Following the devastating damages from Hurricanes Harvey, Maria, and Irma, homeowners and businesses alike examined their insurance coverages to assist their recovery. For most people that have never needed to use insurance benefits, or had only small claims, these policies may have seemed like just another large expense every year that mostly protected the bank on its lending. However, when a loss happens each insurance policy should be recognized as the asset it has always been, available to provide funding for large, unanticipated expenses. The case I discuss next illustrates why understanding insurance principles is so crucial to gathering all available policy benefits.

For those who live in coastal areas especially, lending institutions have generally required not only property and casualty insurance policies, but also flood insurance policies sold under the federal National Flood Insurance Program (“NFIP”). And in many cases of catastrophic total loss, both policies may be required to pay benefits. In most states, the “collateral source rule” prevents setting off benefits of separate insurance policies paid for by the policyholder, covering distinct losses. In a total loss claim where the insured has purchased both a property policy with wind loss coverage and a flood policy, it is possible that both polices could be required to respond with policy limits.

In Citizens Property Insurance Corporation v. Hamilton,1 the insureds suffered total loss of their home from Hurricane Ivan. The insureds had purchased a named peril policy from Citizens covering loss from windstorm, and because they resided in a flood zone, bought a policy from the National Flood Insurance Program insuring against flood loss. Damage from both wind and flood occurred from Ivan. The NFIP flood adjuster inspected and recommended that NFIP pay policy limits for the loss. NFIP accepted the recommendation and paid for the dwelling and contents.

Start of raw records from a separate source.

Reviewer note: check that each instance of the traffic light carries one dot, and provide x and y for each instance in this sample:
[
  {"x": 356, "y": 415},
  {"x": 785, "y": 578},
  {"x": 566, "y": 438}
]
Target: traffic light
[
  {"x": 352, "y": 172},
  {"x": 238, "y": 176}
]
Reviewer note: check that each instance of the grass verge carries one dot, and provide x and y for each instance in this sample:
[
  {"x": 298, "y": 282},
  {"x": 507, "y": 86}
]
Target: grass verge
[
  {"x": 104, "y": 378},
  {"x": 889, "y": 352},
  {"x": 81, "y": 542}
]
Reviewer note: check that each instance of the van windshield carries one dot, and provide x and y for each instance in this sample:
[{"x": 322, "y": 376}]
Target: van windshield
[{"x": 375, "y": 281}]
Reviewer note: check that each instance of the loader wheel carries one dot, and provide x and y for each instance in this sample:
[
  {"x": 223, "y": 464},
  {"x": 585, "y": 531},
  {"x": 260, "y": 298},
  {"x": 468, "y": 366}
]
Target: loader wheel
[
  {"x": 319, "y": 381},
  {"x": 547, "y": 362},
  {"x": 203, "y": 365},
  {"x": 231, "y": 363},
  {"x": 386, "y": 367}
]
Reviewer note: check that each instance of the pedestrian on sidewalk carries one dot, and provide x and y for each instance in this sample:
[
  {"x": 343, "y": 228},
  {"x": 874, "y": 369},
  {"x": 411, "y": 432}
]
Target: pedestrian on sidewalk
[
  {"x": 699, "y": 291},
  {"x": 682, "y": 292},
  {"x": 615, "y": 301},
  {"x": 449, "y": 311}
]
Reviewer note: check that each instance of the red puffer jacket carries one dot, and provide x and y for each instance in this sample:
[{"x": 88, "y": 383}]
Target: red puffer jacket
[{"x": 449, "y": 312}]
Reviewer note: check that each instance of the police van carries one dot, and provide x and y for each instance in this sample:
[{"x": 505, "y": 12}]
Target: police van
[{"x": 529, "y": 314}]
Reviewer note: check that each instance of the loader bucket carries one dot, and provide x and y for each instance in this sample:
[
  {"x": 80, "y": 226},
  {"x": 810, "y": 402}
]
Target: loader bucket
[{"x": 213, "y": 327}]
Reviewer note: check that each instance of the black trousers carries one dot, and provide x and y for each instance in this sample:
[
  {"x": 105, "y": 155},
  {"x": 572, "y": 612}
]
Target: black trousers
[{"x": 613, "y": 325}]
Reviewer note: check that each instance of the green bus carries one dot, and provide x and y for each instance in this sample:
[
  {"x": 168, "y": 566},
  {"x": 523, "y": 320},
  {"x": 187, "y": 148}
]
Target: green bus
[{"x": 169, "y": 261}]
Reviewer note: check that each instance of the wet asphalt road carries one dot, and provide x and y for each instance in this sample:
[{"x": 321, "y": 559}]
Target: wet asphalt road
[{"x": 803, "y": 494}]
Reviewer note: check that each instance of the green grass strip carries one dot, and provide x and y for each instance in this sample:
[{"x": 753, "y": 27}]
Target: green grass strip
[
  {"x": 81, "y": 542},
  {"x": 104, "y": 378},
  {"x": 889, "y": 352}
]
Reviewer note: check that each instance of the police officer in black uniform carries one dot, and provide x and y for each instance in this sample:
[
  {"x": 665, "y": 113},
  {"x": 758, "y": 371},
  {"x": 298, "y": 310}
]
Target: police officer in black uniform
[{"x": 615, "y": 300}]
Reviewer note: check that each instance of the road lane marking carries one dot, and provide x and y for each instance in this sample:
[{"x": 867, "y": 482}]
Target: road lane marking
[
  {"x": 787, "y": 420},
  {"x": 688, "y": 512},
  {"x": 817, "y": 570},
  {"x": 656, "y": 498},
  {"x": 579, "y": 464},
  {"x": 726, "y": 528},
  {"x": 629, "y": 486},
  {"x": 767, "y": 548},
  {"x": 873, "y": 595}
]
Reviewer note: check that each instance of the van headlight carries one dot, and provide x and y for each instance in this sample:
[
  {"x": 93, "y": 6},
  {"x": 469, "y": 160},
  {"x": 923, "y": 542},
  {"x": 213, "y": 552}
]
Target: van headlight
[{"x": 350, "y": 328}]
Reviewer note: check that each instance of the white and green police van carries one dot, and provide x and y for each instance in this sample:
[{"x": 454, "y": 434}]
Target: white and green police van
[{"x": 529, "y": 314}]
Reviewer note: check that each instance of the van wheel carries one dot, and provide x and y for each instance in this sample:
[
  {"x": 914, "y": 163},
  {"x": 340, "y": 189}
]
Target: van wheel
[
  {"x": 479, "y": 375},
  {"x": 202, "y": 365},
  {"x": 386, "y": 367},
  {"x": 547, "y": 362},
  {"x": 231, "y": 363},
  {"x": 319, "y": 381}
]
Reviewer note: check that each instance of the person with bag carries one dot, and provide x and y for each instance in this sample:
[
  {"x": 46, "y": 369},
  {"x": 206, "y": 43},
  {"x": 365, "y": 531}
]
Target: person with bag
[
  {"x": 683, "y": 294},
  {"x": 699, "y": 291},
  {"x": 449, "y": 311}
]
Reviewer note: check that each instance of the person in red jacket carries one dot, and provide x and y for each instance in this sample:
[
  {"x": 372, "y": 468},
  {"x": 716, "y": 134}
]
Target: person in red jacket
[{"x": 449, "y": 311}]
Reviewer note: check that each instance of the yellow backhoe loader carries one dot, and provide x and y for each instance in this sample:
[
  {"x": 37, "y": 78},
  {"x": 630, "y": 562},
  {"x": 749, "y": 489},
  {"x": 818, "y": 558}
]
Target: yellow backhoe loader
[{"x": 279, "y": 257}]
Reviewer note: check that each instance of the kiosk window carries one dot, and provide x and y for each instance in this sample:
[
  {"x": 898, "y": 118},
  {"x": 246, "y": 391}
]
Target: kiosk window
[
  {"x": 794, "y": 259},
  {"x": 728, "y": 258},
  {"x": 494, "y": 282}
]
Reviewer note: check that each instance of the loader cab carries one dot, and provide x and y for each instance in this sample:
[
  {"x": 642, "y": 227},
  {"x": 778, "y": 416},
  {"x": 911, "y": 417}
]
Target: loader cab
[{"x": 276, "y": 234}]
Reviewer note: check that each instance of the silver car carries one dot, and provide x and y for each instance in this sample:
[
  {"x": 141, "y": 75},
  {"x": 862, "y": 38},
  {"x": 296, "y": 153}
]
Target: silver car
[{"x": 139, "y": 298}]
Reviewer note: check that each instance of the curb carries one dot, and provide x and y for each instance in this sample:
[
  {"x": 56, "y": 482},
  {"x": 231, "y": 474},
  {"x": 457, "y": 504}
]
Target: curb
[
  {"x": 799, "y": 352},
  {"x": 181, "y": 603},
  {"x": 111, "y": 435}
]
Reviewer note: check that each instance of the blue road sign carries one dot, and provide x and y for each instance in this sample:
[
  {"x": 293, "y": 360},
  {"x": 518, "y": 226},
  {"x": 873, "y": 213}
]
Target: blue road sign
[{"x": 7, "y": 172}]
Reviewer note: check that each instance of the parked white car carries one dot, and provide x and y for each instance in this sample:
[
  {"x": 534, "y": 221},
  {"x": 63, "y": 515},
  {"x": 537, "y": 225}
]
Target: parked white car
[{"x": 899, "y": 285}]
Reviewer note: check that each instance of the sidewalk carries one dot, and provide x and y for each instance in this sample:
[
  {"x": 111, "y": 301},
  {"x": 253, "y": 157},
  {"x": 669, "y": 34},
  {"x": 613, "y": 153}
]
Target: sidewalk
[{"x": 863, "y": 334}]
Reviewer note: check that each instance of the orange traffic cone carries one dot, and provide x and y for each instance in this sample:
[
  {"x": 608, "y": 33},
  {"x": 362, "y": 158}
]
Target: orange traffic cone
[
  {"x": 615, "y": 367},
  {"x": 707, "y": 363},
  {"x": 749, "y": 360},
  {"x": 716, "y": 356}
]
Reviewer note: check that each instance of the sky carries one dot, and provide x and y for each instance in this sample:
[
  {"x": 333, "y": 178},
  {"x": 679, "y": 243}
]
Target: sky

The Hamiltons also made a total loss claim under the Citizens policy, which excluded loss caused “directly or indirectly” by flood. The Hamiltons contended that under the Florida Valued Policy Law, Fla. Stat. § 627.702(1)(a), “the insurer’s liability under the policy for such total loss, if caused by a covered peril, shall be in the amount of money for which such property was so insured as specified in the policy and for which a premium has been charged and paid.” Citizens argued that the amount of benefits paid under the flood policy should be admissible and set off against any liability Citizens may have. The trial court disagreed, applying the “collateral source” rule. The appellate court agreed, holding “the common law collateral source rule militates against evidence of the dollar amount of flood insurance payments, disbursed by an entity wholly independent of appellant, under a plainly distinct contractual obligation, and paid for entirely by premiums remitted by the Hamiltons.”2

Citizens argued next that it should only have to pay previously uncompensated losses, based on indemnity principles, and that the Hamiltons had been fully compensated by NFIP under the flood policy. The appellate court disagreed, finding that Florida had never actually adopted the “total loss recovery” rule argued by Citizens, and that other decisions by Florida courts indicated these insureds were entitled to the full benefits of each policy under the circumstances.3

Most people would not expect the outcomes authorized in this case. Clearly, it pays to investigate the extent of all “insurance assets” in the event of catastrophic losses.

The Hamilton case dealt with other issues of concurrent causation which I will explain in a future blog.
1 Citizens Property Ins. Corp. v. Hamilton, 43 So.3d 746, 751-52 (Fla. 1st DCA 2010).
2 Id. at 751.
3 See Florida Farm Bureau Cas. Ins. Co. v. Mathis, 33 So.3d 94 (Fla. 1st DCA 2010) (approving recovery for wind damage of full limits on homeowner’s policy, pursuant to VPL, where plaintiffs were also paid limits less deductible on flood insurance policy); Springfield Fire & Marine Ins. Co. v. Boswell, 167 So.2d 780, 784 (Fla. 1st DCA 1964) (holding “[e]ach insurer is liable for the full amount of his policy” “[w]hen there are several permissible concurrent policies of fire insurance and there is a total destruction by fire of the insured premises”).